A CMA is an estimate of a real estate property’s final leasing price. It includes much information that narrows down the range of that price. It’s an objective opinion by a real estate professional based on data about the property, its community, and other comparable, nearby homes.
Why the CMA Is So Crucial
The CMA is vital to everyone involved in a rental transaction. As a real estate agent, you need the valuation of the property to contribute valuable services like protecting your client and negotiating on their behalf. You also need the valuation to be accurate so that the landlord and tenant will both be happy with your service and recommend you to their friends, family, and associates.
What’s more, the landlord needs the CMA for many reasons. It is critical to get a realistic estimate of the income they can make from the property. In addition, the CMA can help them set a price that will allow the property to lease as quickly as possible without accepting less than it’s worth.

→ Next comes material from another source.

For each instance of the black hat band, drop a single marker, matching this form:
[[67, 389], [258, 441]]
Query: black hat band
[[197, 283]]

Finally, tenants sometimes use CMAs, too. They can use it to help them determine how much they should offer or agree to when they lease the home. They need to offer enough that they don’t miss out on renting a home they want. And they also need to avoid paying too high a price. The CMA helps them find the right offer price.
Preparing a CMA
Preparing a CMA takes time, but it also takes skills and knowledge. You likely learned this fact in real estate school. However, you may need a refresher and practical experience in creating a CMA. It starts with excellent real estate skills and an understanding of valuation. You can take the real estate agent training course called Roadmap to Success: Landlords to learn more.

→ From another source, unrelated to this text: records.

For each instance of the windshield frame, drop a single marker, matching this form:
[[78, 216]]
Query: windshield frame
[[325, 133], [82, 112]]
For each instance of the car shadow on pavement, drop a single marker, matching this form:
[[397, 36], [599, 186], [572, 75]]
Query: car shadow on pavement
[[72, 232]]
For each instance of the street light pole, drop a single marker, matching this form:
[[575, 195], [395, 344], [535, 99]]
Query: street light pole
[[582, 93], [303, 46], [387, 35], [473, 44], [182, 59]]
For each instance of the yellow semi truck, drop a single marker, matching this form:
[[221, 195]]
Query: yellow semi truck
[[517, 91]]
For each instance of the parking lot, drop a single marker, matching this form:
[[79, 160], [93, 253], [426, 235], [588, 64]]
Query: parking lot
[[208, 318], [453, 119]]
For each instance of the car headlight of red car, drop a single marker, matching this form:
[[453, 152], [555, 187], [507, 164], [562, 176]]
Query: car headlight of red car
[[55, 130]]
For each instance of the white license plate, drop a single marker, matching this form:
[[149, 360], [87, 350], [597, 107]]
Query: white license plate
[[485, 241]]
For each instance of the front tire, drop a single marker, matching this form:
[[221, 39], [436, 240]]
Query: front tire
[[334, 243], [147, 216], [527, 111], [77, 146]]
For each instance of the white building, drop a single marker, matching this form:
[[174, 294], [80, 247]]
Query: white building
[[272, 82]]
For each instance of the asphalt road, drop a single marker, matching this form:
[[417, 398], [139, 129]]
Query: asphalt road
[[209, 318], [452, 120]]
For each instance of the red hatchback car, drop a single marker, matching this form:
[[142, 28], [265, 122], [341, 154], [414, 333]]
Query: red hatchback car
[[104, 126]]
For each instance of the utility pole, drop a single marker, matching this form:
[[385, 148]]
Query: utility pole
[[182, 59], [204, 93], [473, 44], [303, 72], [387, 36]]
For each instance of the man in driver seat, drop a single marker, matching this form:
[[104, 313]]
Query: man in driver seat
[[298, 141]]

Sharpen Your Real Estate Skills
Before preparing for your first CMA, your real estate skills must be honed and ready. You must develop your knowledge about valuation. Then, you need skills, including how to use real estate tools to find relevant information and craft the CMA.

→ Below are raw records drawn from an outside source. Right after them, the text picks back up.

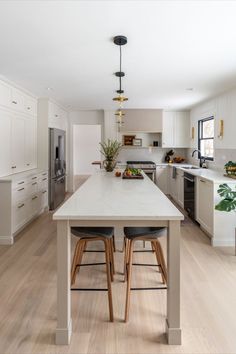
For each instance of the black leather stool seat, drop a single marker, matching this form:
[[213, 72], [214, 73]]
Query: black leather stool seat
[[132, 232], [106, 232]]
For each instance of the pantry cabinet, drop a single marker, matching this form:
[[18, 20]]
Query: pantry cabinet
[[18, 130]]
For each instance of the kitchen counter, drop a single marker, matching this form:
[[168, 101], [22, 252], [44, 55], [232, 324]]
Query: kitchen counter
[[106, 200]]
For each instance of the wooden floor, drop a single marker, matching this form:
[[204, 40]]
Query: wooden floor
[[28, 299]]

Finally, you need to know the specific property and what surrounds it. Only then will you see the information the landlord, tenant, and you as the realtor need. When you gain this knowledge, you are ready to delve into what it means to create a valuation.
Understand Valuation Terms
In nearly any subject, learning the vocabulary prepares you to understand the rest. Here are some words and phrases you can learn to set yourself up for CMA success.
- Comparable – A recently rented property that is like the property the landlord is leasing.
- Competition – Another similar property is currently listed but hasn’t been rented yet.
- Adjustment – How much you add or subtract from the comparable’s rental price to get the property’s income potential.
- Price – The amount the landlord decides to market the home for, but not necessarily the market value.
- Market Value – The price the home would ordinarily rent for in a competitive market. Also called the fair market value or fair market price.
Once you understand the terms of valuing a property, you can move on to the next phase – preparing the CMA.
Creating the CMA, Part by Part
Each CMA you prepare is your own creation. CMAs can be of different lengths, styles, or designs. However, there are several things you always need to include:
- Market information
- Description of the neighborhood
- Comparables and information about them, including their pricing
- Analysis of each comparable, including any adjustments you make
- Commentary to clarify how you arrived at your figures
- A price range based on your calculations.
CMAs can also include charts, photos, or other information if it is relevant to the pricing. Remember that the most crucial thing to get right is the price range. However, to come to this range’s correct estimate, you must complete all the earlier steps carefully.
Tips for Preparing and Presenting the CMA
Lastly, here are a few tips to help you prepare and present the CMA.
- Make the CMA as brief and concise as possible without leaving out anything important.
- Don’tforget to include supporting information.
- Create a favorable impression with a professional-looking presentation folder.
- Be sure you have estimated a range of values rather than an exact price.
- Bring along an extra copy. Then, add notes while you present the CMA to the landlord.
Once the CMA is complete, you must present it to the landlord. Be sure to cover all its parts and explain them. Discuss it with the landlord and give them a chance to ask questions. Working with real estate landlords means collaborating with the landlord to help them determine the ideal price for their property. Then, you can conclude the transaction reasonably quickly and go away with another satisfied client.